Federico Faggin: dal microchip al touchscreen, l’uomo che ha cambiato per sempre la tecnologia e il nostro modo di interagire con le macchine

Tony Colapinto
Scritto da Tony Colapinto

Nel mondo iperconnesso di oggi, dove ogni gesto sullo schermo genera una reazione, un’interazione, un’azione digitale, è facile dimenticare che tutto è cominciato con un singolo chip. Non un chip qualunque, ma il primo microprocessore della storia, progettato da un uomo che ha trasformato il concetto stesso di interfaccia. Federico Faggin, scienziato e fisico italiano, emigrato negli Stati Uniti negli anni Sessanta, è l’inventore di quella tecnologia che oggi anima ogni dispositivo: dallo smartphone alla console di gioco, dal POS al pannello di controllo di una slot machine.
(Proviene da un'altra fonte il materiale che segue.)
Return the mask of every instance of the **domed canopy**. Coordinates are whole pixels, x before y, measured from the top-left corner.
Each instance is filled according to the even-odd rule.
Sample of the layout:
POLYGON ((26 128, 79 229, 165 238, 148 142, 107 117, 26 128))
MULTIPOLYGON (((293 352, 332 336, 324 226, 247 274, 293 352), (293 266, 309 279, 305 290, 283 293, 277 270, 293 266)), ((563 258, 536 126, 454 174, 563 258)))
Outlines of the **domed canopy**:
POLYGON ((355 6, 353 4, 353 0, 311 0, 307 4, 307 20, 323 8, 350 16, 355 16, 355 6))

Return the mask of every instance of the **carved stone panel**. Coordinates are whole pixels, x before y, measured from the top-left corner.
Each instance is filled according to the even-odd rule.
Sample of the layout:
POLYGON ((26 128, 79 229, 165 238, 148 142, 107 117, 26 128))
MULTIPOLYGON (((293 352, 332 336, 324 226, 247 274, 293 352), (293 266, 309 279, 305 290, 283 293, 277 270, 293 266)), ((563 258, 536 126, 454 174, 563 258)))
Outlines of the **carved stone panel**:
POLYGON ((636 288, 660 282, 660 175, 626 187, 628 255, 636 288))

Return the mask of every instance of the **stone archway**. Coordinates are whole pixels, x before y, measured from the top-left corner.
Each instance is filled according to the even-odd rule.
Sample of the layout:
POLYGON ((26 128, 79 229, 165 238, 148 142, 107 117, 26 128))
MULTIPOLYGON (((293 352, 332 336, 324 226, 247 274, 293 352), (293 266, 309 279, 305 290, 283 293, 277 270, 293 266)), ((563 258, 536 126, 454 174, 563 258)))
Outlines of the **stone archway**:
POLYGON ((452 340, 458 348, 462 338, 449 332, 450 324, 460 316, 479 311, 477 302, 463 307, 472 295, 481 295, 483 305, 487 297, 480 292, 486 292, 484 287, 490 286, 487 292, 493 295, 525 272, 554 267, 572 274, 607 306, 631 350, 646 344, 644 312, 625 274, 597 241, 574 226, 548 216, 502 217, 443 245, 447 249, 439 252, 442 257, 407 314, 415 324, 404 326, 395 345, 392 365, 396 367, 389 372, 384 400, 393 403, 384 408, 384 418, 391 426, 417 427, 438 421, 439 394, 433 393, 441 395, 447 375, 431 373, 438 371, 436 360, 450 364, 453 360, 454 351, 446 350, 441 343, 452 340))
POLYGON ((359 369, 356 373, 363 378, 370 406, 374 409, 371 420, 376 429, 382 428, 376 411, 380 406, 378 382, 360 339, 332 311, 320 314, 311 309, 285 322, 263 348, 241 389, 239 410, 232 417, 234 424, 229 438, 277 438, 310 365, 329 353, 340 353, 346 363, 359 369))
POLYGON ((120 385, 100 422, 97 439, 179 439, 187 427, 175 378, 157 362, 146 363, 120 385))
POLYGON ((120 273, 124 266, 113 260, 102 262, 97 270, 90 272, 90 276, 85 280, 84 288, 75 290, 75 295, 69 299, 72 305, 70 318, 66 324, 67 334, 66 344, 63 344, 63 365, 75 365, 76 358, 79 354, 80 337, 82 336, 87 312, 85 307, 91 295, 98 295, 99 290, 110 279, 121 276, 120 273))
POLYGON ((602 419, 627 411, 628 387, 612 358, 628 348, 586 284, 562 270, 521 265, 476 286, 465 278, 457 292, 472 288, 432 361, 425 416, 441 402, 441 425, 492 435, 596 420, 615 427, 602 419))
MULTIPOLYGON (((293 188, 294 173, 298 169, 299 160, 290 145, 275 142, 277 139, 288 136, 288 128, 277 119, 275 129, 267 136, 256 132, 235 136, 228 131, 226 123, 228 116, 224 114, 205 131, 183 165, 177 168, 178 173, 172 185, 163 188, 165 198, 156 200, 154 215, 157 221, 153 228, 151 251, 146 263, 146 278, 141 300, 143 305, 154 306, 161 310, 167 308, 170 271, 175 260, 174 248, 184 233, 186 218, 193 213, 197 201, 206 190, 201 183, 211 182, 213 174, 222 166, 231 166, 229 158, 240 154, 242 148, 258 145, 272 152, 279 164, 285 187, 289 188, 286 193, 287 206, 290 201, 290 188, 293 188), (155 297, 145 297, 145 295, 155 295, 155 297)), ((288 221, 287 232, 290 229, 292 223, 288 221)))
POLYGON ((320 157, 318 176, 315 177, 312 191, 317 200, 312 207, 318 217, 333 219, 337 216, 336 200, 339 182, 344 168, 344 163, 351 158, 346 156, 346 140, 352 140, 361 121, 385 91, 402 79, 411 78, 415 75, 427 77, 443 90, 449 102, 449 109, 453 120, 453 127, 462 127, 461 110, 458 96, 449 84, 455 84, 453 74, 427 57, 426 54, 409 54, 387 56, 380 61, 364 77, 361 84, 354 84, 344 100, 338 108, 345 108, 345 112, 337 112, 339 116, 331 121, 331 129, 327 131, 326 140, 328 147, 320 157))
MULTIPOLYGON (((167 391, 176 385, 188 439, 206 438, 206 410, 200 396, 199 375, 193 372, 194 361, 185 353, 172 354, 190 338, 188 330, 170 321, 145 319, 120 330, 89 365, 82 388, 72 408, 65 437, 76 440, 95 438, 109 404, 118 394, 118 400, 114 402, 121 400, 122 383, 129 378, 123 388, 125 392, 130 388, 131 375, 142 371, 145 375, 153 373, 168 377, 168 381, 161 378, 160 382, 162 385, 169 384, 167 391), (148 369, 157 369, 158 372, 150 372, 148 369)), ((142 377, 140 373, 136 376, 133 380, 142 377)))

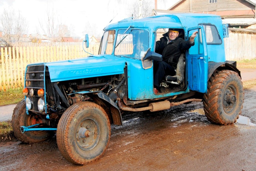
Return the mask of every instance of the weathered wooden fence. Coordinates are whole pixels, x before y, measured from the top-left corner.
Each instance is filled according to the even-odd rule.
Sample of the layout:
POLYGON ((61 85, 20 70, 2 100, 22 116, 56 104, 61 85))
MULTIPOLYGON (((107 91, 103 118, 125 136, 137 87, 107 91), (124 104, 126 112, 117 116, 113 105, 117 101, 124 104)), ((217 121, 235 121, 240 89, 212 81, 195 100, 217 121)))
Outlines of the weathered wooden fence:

Abbiamo avuto il privilegio di intervistarlo in esclusiva SiGMA News, con l’obiettivo di esplorare non solo il passato rivoluzionario che ha creato, ma anche la visione che ha del nostro futuro, in un’epoca dominata da intelligenza artificiale, machine learning e realtà aumentata. L’iGaming, settore in cui l’innovazione è tanto rapida quanto cruciale, può trarre insegnamenti vitali da chi quella rivoluzione l’ha iniziata davvero.

Professor Faggin, qual è stato il momento che lei considera il vero punto di svolta della sua carriera?

“Direi che il punto di svolta è venuto quando ho deciso di stare negli Stati Uniti. Avevo appena inventato la tecnologia MOS, con la porta di silicio, e lì è cambiato tutto. Era il 1968, alla Fairchild. Quella tecnologia ha reso possibile fare i microprocessori, le memorie, i sensori. Ha cambiato il modo di costruire computer”.

Quella scelta ha fatto da trampolino per un’altra invenzione leggendaria: il primo microprocessore Intel 4004. Con quel progetto, Faggin non ha semplicemente costruito un componente elettronico. Ha creato l’intelligenza operativa dei computer. L’equivalente digitale del cervello. E da lì, l’effetto domino: l’esplosione dei personal computer, la nascita del Web, l’avvento degli smartphone. Fino ai dispositivi che oggi trasformano il mondo dell’intrattenimento digitale, compreso l’iGaming.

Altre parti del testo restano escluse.